Background: Feline idiopathic cystitis (FIC) is the leading cause of cats with lower urinary tract signs (LUTS). Although bacterial urinary tract infections (UTI) are less common, antimicrobial therapy is often prescribed. Methods to identify cats with a high likelihood of UTI may improve antimicrobial stewardship. Hypothesis: Machine learning models (MLM) trained with clinical data and urinalysis results can predict which cats with LUTS have a high risk of UTI. Animals: 425 cats.

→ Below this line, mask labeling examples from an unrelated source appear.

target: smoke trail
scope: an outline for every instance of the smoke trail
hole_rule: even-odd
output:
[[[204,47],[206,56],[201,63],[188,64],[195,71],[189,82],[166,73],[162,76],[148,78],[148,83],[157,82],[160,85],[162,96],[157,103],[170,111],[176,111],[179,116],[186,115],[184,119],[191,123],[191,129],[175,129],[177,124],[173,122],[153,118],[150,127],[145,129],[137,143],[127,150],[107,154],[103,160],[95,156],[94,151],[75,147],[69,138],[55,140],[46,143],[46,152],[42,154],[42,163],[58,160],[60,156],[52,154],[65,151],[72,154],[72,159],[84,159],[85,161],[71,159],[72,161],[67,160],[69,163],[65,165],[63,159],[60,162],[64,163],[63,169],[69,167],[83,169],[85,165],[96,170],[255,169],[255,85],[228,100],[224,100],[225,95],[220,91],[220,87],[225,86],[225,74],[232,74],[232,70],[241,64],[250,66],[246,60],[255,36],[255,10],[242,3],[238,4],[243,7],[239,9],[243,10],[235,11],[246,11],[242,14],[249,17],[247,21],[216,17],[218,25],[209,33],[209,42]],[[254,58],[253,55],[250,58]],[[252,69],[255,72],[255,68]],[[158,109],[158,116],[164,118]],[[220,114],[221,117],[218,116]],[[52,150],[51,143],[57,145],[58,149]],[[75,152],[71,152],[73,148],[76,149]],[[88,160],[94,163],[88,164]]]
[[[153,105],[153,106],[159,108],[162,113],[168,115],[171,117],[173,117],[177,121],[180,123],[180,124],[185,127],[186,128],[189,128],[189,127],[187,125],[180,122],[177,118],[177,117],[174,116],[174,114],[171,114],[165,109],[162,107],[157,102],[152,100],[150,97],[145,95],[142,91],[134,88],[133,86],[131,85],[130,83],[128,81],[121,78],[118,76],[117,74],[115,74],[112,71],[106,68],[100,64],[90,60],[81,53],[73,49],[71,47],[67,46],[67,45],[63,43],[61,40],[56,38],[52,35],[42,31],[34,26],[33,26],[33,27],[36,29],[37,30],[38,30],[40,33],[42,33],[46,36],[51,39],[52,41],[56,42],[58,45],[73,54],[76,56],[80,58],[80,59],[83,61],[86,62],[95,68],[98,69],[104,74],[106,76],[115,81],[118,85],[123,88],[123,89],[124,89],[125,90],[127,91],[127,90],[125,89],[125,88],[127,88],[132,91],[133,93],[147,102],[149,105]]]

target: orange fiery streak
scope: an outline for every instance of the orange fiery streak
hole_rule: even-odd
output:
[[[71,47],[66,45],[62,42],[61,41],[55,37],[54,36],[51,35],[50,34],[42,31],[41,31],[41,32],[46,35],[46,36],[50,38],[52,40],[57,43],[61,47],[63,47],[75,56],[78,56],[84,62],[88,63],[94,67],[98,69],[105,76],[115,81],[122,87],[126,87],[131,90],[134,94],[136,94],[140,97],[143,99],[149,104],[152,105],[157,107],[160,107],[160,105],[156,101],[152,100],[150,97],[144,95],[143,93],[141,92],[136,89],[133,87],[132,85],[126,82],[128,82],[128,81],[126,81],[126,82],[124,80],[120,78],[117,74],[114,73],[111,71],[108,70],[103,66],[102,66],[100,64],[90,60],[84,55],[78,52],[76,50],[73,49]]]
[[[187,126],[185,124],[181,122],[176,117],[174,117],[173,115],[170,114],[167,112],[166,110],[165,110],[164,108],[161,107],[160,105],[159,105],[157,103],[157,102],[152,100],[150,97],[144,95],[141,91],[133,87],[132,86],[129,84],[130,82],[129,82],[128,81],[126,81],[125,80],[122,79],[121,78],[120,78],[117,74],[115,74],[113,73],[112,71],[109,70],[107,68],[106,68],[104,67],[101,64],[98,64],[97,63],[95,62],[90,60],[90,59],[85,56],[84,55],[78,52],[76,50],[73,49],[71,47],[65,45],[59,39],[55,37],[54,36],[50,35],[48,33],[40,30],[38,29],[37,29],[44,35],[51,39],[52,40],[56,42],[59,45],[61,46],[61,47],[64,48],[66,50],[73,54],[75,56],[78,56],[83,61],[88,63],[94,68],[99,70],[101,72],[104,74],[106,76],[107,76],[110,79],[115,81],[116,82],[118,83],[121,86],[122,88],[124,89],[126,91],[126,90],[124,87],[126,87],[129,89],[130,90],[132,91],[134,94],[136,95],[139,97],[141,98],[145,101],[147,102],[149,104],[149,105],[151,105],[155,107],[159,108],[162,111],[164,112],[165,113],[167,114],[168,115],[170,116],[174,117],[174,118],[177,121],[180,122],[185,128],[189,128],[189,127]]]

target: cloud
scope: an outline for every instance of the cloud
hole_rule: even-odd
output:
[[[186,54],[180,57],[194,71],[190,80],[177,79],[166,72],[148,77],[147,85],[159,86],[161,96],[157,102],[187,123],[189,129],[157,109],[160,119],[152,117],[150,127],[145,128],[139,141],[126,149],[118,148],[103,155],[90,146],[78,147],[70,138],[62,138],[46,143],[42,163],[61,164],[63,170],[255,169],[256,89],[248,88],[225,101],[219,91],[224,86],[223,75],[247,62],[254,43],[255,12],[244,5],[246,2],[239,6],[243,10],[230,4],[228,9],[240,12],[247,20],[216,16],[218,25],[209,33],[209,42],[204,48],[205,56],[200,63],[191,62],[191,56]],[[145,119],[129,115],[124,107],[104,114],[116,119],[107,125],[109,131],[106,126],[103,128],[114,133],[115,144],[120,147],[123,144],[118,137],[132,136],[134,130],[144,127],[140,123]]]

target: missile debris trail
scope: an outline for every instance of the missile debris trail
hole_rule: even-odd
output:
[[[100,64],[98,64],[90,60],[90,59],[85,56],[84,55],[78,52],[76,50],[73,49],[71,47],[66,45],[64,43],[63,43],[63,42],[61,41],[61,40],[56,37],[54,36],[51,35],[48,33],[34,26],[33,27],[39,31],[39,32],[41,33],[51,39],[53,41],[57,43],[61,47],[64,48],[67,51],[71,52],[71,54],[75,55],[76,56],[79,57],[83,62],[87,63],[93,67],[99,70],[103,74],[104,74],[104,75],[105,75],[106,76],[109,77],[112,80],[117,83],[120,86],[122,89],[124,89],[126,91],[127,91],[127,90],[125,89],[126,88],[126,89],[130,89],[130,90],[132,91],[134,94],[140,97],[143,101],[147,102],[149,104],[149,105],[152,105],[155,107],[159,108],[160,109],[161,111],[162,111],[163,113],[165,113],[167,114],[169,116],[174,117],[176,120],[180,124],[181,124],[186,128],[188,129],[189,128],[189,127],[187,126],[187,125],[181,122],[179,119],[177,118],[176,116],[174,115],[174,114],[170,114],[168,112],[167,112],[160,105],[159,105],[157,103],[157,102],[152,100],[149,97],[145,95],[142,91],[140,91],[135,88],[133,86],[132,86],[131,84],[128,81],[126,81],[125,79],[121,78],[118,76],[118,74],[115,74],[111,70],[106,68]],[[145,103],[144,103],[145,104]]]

Methods: Records from cats with LUTS and FIC or UTI from 2009-2020 were reviewed; urinalysis and contemporaneous urinary culture were recorded. Cats with urolithiasis, masses, or other causes for LUTS were excluded. These data were split into 80% training and 20% test sets. Body weight, age, sex, and urinalysis results were used to train a gradient-boosted tree MLM, and feature importance was determined. The performance statistics from the test set are presented.
Results: 230 cats with FIC and 195 with UTI were identified. The MLM had a sensitivity of 84.8% (95% confidence interval [CI];74.4-94.0%) and specificity of 81.8% (95% CI;67.6-93.9%) for predicting UTI. The area under the receiver operating characteristic curve was 0.885 (95% CI;0.802-0.955). The positive predictive value was 82.3% (95% CI; 66.5-93.9%), and the positive likelihood ratio was 4.6. The top contributing features to the MLM were urine white blood cell concentration, specific gravity, and age. Conclusion and Clinical Importance: MLMs can help identify cats at high risk of UTI when exhibiting LUTS and may aid in clinical decision-making.